While his ultimate goal was to one day be a starting center fielder, reality struck when he got cut from his junior high team. Stanton would have to enjoy the game from the other side of the fence.
“I really remember being with my dad at Sick’s Stadium, which seemed enormous to me at the time but in hindsight was a pretty small spot. I had no idea how intimate that stadium was. It was more like a Triple-A stadium because that’s what it was the year before in ’68, and sitting up in what would pass for a nosebleed section back then and watching the game and taking my glove, having a hot dog and popcorn…”
It wasn’t just the big league games that left their mark on Stanton. Memories of paying a dollar to sit in the outfield berm to watch the Walla Walla Padres – a short-season A team for San Diego – while attending Whitman prompted him to later buy part of the West Coast League’s Walla Walla Sweets, a college wood bat summer team, in 2010.
“That team moved,” he said of the Padres. “Walla Walla didn’t have summer baseball. Some friends of mine said we ought to do this. They had the dream of making it happen. I was an investor along with some of my partners.
“It’s just a dream,” he continued. “As much as I enjoy going to Mariners games, the summer wood bat college leagues or Single-A games, you are up close. You get to really get a sense of the game, the cliche that you can smell the grass. It’s a lot of fun.”
Stanton is also an investor in the Yakima Valley Pippins, another West Coast League team, and the Tacoma Rainiers, and they are not the only teams along with the Mariners that he attends. The games that have been at the top of his list in recent years are the college games his two sons have played in. By his count he has attended 46 baseball games already this season, 36 of which were his youngest son’s.
In addition to the baseball teams, Stanton was a member of the Sonics ownership group that was led by Howard Schultz. He was one of two members of the board who voted against the sale to Clay Bennett, who eventually moved the team to Oklahoma. That move, along with nearly losing the Mariners to St. Petersburg years ago, were on his mind when presented with the opportunity to purchase majority ownership of the Mariners.

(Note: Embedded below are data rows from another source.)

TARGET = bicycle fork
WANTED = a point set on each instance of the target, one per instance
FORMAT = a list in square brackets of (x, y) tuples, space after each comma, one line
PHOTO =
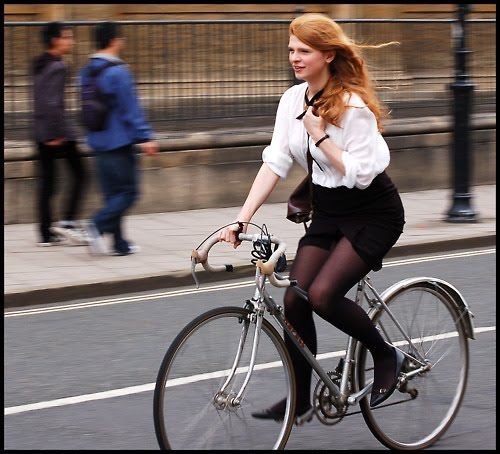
[(231, 401)]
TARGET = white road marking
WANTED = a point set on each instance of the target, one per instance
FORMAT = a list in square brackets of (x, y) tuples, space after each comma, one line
[(186, 380), (214, 288)]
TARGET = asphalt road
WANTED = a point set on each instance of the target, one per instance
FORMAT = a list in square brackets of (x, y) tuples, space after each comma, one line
[(101, 357)]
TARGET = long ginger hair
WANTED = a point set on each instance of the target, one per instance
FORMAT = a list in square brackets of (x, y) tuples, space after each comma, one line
[(348, 71)]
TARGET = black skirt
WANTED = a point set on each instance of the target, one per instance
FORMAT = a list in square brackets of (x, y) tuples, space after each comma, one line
[(372, 219)]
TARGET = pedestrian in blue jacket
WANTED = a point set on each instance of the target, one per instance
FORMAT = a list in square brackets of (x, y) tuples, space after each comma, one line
[(116, 146)]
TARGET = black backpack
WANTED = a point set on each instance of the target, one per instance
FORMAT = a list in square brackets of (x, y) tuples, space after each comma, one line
[(95, 105)]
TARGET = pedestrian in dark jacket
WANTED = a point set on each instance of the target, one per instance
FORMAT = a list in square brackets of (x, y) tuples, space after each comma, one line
[(55, 136), (116, 147)]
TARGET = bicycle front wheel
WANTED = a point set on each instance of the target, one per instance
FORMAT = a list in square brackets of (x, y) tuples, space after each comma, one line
[(194, 406), (420, 411)]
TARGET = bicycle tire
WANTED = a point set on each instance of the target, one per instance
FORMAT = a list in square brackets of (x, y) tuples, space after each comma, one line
[(187, 417), (416, 416)]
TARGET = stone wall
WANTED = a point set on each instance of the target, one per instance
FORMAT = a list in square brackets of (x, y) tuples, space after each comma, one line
[(205, 170)]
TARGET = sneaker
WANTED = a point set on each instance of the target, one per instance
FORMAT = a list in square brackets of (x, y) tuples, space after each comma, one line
[(132, 249), (52, 241), (74, 235), (95, 241)]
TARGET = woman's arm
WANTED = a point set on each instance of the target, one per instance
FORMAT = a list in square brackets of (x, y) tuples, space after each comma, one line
[(264, 183), (316, 126)]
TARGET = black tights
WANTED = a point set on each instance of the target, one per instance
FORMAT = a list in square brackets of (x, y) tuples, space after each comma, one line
[(327, 276)]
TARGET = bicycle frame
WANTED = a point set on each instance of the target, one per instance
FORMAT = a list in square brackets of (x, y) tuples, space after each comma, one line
[(262, 301)]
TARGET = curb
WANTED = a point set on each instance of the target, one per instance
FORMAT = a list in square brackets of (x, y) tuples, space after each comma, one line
[(181, 278)]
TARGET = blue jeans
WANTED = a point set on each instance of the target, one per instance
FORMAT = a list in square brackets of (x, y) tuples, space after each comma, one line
[(118, 175)]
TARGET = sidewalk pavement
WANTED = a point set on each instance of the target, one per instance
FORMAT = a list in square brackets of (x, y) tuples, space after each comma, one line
[(35, 275)]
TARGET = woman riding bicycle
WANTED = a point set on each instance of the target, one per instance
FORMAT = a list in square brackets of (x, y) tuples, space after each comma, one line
[(357, 212)]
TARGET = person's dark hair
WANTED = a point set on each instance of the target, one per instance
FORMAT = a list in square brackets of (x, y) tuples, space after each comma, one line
[(52, 30), (104, 32)]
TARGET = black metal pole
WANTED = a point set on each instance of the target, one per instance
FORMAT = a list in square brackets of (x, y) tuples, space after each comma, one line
[(462, 88)]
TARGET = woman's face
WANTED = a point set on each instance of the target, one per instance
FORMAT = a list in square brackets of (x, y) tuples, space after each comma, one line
[(308, 64)]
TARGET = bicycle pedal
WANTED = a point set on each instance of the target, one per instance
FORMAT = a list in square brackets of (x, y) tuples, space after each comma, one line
[(306, 417)]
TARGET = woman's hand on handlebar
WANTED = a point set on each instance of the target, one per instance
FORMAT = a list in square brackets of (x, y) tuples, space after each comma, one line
[(231, 232)]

“My involvement with the Sonics as a minority owner and the eventual sale of the team, which was an enormous disappointment to me, probably did influence it,” he said. “I don’t think there was a real risk of the team leaving town but I think that every one of the owners had it in the back of his mind that this is one of the very few communities in the country that has lost two sports teams, and I think that keeping baseball safe in Seattle, it’s of paramount importance. If there is any goal greater than winning the World Series it is the goal and the commitment to keep this team in this town.”
As for that goal of winning a World Series, Stanton believes the team is on the right path, a path he believes starts with the direction and a tone that is set from the top.
“I think that leadership is ultimately in any organization the thing that matters most,” he said. “It was exciting to see (Mariners manager) Scott Servais in Texas jumping out on the field. I think that everyone that was watching that saw the passion, not just the passion to win but the passion to support his guys. That makes a difference. It’s also creativity. It’s doing things a little different and seeing things and studying the game and sabermetrics. All those things that go into making a difference, and I think the pieces are all here and I believe that this team can and will win.”